A group of youth — mostly boys — in Jonestown, Pa., make the Christmas story come alive using what they know a lot about: Legos.
It started out nearly four years ago as an idea for a confirmation project for Eric Schulden, now 17.
“I was visiting Eric’s house and noticed he had a ton of Legos,” said Robert Myallis, pastor of Zion Evangelical Lutheran Church. “He was in confirmation at the time and I said, ‘What if you could build a nativity?’ ”
Myallis had noticed big nativity scenes at churches in Germany and thought it would be “kind of fun for our church” to have a big nativity.
Schulden’s model of between 3 and 4 feet was just the start. He rounded up a few more “wise men” (Lego aficionados) who wanted to help, including Kenny Redinger, 16; Dylan Houser, 13; and Donny Redinger, 13. They set out planning something larger.
In this the third year of group production, about 10 Zion young people (only one girl) built a nativity that’s 10 to 12 feet long and 5 to 6 feet deep — roughly 60 square feet. It features 1,000 pieces, 100 mini figures (angels, soldiers, Mary and Joseph, townsfolk) and more than 50 animals. There’s a city wall, homes and a place of worship.

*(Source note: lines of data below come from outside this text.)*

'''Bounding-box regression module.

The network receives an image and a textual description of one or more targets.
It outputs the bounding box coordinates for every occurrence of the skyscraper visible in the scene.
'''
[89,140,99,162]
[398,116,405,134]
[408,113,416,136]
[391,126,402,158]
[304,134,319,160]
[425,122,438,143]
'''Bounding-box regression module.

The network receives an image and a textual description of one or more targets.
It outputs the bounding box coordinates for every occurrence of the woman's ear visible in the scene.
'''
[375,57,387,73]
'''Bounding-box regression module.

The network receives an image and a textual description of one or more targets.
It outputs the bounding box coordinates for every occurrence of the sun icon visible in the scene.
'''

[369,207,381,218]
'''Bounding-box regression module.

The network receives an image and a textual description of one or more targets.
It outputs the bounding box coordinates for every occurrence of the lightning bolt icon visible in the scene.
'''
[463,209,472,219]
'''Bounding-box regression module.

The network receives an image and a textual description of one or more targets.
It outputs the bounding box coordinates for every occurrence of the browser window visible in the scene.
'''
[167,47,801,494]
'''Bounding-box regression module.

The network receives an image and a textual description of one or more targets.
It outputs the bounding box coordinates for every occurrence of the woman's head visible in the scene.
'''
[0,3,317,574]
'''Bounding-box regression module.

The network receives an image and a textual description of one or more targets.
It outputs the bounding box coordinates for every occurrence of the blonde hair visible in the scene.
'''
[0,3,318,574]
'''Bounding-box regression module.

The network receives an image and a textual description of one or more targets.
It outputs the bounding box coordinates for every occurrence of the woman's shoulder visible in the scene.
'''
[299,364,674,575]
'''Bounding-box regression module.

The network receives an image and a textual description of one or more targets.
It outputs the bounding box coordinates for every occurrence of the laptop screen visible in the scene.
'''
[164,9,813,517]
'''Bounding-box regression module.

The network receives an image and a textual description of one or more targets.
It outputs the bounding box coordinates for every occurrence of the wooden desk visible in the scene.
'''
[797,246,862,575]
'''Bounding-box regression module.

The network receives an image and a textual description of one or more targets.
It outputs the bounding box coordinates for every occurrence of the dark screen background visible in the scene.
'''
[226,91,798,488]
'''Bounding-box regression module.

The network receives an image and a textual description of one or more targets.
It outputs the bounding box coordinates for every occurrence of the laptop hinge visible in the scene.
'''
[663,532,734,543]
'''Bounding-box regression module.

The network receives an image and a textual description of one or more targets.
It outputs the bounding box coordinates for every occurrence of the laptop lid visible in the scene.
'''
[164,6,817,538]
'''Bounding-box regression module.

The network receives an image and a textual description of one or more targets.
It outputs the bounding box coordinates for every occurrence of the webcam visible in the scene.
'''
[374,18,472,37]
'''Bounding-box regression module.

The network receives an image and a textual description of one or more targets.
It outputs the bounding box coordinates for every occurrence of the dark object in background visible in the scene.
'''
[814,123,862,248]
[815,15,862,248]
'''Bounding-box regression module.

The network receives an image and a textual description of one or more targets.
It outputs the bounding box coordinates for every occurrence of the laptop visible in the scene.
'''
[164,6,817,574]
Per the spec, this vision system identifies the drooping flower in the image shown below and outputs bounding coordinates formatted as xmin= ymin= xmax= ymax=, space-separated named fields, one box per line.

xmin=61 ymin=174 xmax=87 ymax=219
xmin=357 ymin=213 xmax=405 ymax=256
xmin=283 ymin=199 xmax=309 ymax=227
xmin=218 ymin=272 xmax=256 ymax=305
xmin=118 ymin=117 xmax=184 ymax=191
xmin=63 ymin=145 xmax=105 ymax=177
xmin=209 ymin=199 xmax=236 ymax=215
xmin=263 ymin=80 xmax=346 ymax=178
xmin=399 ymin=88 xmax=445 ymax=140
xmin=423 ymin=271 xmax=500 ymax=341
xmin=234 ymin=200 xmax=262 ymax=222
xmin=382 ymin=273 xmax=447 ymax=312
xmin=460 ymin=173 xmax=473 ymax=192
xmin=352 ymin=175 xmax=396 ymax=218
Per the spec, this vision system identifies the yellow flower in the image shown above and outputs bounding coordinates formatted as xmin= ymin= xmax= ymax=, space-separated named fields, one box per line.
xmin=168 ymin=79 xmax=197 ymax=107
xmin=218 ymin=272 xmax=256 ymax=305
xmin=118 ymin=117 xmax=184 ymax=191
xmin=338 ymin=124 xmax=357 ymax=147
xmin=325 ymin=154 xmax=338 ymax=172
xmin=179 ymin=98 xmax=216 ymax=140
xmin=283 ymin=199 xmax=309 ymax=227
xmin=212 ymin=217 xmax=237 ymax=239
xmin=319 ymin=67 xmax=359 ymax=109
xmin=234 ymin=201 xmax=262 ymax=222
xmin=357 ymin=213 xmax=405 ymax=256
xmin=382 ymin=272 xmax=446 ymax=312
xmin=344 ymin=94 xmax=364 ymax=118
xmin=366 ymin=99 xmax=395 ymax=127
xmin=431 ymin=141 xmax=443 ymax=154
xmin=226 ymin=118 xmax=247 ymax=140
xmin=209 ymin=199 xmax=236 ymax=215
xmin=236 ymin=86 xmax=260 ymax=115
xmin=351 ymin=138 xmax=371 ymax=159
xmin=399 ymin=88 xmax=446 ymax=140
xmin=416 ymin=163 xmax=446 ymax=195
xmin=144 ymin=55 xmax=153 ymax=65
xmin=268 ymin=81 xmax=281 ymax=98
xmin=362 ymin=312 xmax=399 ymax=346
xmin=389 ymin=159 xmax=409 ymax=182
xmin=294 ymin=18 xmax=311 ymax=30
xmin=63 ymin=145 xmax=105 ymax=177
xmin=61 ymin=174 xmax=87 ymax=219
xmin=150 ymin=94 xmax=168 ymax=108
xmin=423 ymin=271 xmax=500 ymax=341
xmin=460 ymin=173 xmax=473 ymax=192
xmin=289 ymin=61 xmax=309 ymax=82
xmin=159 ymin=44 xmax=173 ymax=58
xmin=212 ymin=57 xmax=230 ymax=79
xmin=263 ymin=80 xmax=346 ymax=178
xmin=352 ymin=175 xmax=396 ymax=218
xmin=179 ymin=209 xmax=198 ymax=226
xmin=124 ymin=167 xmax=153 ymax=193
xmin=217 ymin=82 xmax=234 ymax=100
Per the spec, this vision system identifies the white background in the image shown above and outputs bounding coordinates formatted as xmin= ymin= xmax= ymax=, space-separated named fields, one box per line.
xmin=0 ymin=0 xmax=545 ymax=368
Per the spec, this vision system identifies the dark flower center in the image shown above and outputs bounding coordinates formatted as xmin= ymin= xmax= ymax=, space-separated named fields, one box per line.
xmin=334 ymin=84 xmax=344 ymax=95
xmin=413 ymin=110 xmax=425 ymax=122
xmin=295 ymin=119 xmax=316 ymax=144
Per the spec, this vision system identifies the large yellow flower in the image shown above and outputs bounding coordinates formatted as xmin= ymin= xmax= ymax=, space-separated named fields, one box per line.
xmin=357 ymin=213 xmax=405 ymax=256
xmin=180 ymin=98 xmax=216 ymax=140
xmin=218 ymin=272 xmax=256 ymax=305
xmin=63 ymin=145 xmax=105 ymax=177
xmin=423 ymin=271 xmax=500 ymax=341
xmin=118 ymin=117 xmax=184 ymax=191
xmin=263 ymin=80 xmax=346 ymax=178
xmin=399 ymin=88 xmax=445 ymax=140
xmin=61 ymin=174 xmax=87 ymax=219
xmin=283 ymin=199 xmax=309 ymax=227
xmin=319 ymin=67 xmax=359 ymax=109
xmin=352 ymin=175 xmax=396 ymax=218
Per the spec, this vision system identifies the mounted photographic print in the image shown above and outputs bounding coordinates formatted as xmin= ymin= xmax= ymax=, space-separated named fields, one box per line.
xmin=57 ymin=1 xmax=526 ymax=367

It took more than 10 hours to build (as a group) and many hours of planning, researching, purchasing and arranging materials. Schulden did the hard work of lining everything up so group time was productive, said Myallis (email@example.com).
“None of this is a standard Lego kit,” Schulden explained, adding that some Legos had to be special ordered from Germany. “These are all designs we did. It’s hard sometimes because Lego doesn’t always have the things you need.”
During Advent the scene changed each week. Like other great builders, the kids inserted secrets and inside jokes to make the story an adventure.